A data curator´s workflow to engage researchers in RDM: Results from 13 multi-domain data description sessions
The application of the so-called FAIR principles highly depends on rich metadata, yet domain vocabularies are still mostly underused in several disciplines. This means that there are many data reuse opportunities missed due to the lack of engagement of researchers in data description. Therefore, the definition of use cases to further engage communities in FAIR ecosystem is recommended, by the the designated Expert Group on FAIR Data, in the Turning FAIR into reality report. With this in mind, data curators must play an essential role in strengthening the RDM practices of researchers, within the limited possibilities that researchers may have to commit to such practices. The main goal of this work is to foster the collaboration between researchers and data curators, and does so by promoting the engagement of researchers in a data curator's workflow for the development of domain-specific metadata models.
These metadata models leads to the selection of familiar concepts for the researchers that they can use in more casual descriptions, preferably by the time they start to collect data, to mitigate possible existing barriers to metadata creation. This data curator's workflow entails meetings, interviewees, the development of metadata models formalized as lightweight ontologies, followed by data description sessions with the researchers, as well as content analysis of domain publications as a complementary task to overcome communication shortcomings.
In order to assess the merits of this data curator’s workflow, 13 data description sessions were carried out in Dendro*, a staging RDM platform developed at University of Porto, between January 2018 and September 2019, with researchers from a diversity of domains. The participating researchers also completed a questionnaire to measure their attitude towards data description.
Overall, researchers have produced satisfactory or good quality metadata records. A total of 178 fields were completed and 89 different descriptors were used. On average, researchers needed 27 minutes to fill in 14 descriptors. Metadata elements regarding the context of data production, i.e. the study design, were the most used, corresponding to 55% of the total metadata created.

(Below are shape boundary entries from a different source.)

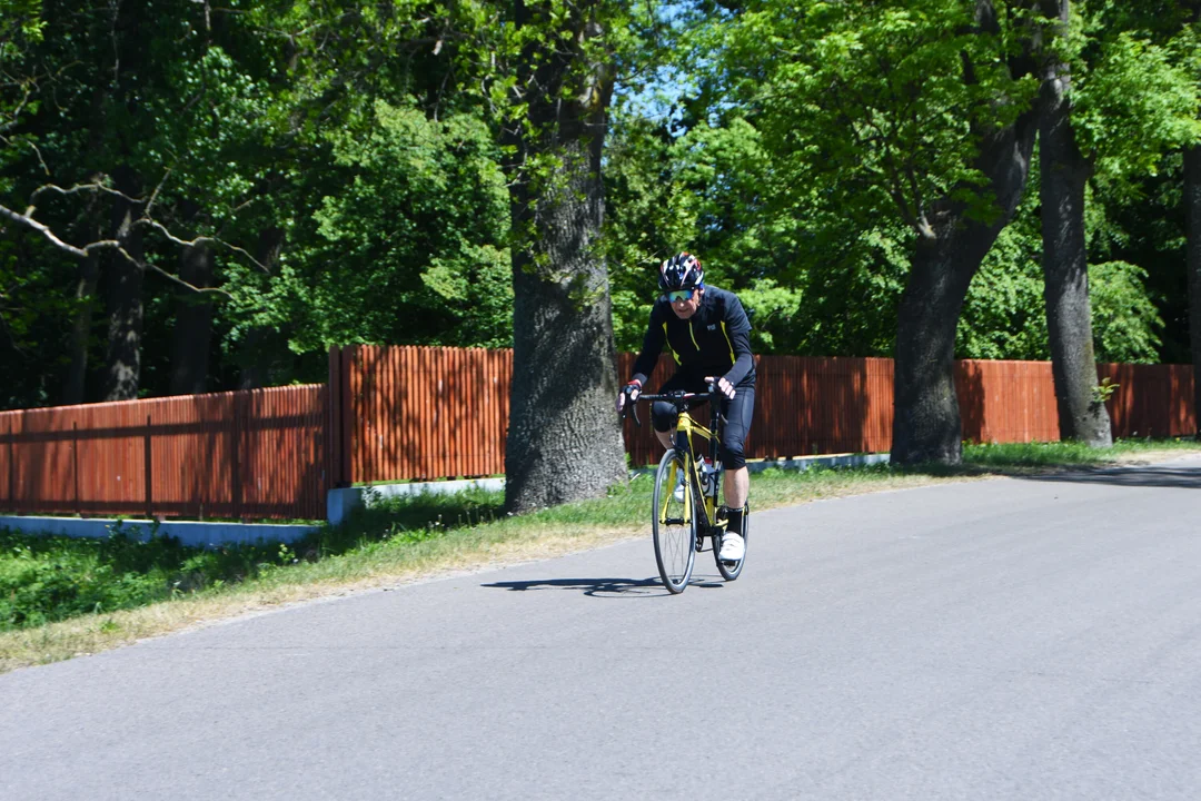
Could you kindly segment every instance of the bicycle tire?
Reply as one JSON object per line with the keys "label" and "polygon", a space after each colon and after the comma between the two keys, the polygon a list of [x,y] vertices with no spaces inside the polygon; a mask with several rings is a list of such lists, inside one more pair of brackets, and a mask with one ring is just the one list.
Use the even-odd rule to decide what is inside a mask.
{"label": "bicycle tire", "polygon": [[740,575],[742,575],[742,566],[746,564],[747,552],[746,549],[751,545],[749,537],[751,533],[751,504],[742,507],[742,558],[737,562],[723,562],[718,552],[722,550],[719,542],[713,543],[713,561],[717,562],[717,572],[722,574],[722,578],[727,581],[735,581]]}
{"label": "bicycle tire", "polygon": [[[663,586],[671,594],[688,587],[692,568],[697,561],[697,515],[683,501],[674,497],[683,459],[674,448],[663,454],[655,472],[655,492],[651,500],[651,533],[655,539],[655,563],[659,568]],[[687,473],[685,473],[687,476]],[[689,482],[686,479],[686,486]],[[691,491],[691,489],[688,490]]]}

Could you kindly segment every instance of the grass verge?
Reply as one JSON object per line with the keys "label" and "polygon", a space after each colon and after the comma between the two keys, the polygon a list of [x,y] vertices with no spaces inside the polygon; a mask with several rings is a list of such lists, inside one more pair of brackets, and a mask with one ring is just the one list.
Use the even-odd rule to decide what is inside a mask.
{"label": "grass verge", "polygon": [[[956,468],[889,465],[753,479],[757,510],[998,474],[1157,461],[1191,440],[966,446]],[[387,498],[292,545],[190,549],[171,538],[86,540],[0,531],[0,671],[95,653],[280,604],[548,558],[646,534],[651,477],[605,498],[518,518],[498,492]],[[647,561],[647,573],[653,562]]]}

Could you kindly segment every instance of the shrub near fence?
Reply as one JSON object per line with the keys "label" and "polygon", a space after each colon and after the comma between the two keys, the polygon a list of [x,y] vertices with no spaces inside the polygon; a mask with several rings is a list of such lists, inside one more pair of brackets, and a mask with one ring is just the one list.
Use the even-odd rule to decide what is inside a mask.
{"label": "shrub near fence", "polygon": [[322,384],[0,412],[0,509],[322,519]]}

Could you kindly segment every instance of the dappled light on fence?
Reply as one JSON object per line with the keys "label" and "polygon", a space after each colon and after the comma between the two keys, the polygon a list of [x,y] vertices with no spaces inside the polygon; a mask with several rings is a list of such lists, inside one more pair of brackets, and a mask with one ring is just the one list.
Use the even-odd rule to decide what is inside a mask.
{"label": "dappled light on fence", "polygon": [[[512,351],[354,346],[333,354],[331,364],[336,360],[346,387],[342,483],[504,472]],[[632,353],[617,355],[615,391],[633,363]],[[764,355],[755,365],[749,458],[890,449],[891,359]],[[647,391],[671,369],[663,355]],[[1098,365],[1098,376],[1121,384],[1109,401],[1115,436],[1191,435],[1190,366]],[[964,440],[1059,438],[1050,363],[963,360],[956,363],[955,379]],[[658,461],[662,450],[649,411],[639,413],[643,426],[627,418],[623,434],[631,462],[640,466]]]}
{"label": "dappled light on fence", "polygon": [[[634,355],[619,354],[614,393]],[[765,355],[755,361],[752,459],[883,453],[892,437],[892,360]],[[663,357],[649,382],[669,375]],[[1189,365],[1098,365],[1117,384],[1116,437],[1191,436]],[[319,519],[352,483],[504,472],[513,352],[331,348],[329,383],[0,412],[0,510],[192,519]],[[962,436],[1059,438],[1046,361],[958,361]],[[625,424],[634,465],[661,448],[645,408]],[[597,410],[614,416],[611,406]],[[703,416],[707,419],[707,416]]]}
{"label": "dappled light on fence", "polygon": [[325,387],[0,412],[0,509],[322,519]]}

Data description was characterized by researchers as a slightly demotivating and slightly time-consuming, yet somewhat interesting, moderately easy and moderately practical activity. The degree of usefulness of the data description was considered to be high.
Altogether, the quality of the produced metadata records produced and the researchers' feedback concerning data description allows the conclusion that metadata creation is a realistic activity to be performed by the researchers as long as adequate tools are provided to them. Therefore, this data curator’s workflow is regarded as a promising approach to engage researchers in RDM, through data description.
* https://github.com/feup-infolab/dendro
Click on the poster image to enlarge
The collaborative nature of this work, between researchers and data curator, is aligned with the overall vision of RDA. It is an inclusive approach, by fostering the engagement of researchers from several domains in data description, thus promoting a culture of sustainable data sharing and re-use.
This contribution also fits with work done in some IGs or WGs, namely with the Engaging Researchers with Data IG. Several researchers, without former metadata experience, were able to create metadata records of satisfactory or good quality. Moreover, by being included in the proposed data curator’s workflow researchers have increased their RDM awareness, which is essential to enable cultural change.
The knowledge acquired in the various interactions with researchers, as well as the overall experience, are also interesting to share with the RDA community.
- Log in to post comments
- 3055 reads
Author: Shanmugasundara...
Date: 01 Apr, 2020
Hi Joao,
the need to engage researchers to contribute more to curation of data is very important and your research is important towards this goal. From the results of the metadata quality assessements, would it be accurate to say that there was no single field of research that was better than another at producing good quality metadata? e.g. natural sciences are better than social sciences?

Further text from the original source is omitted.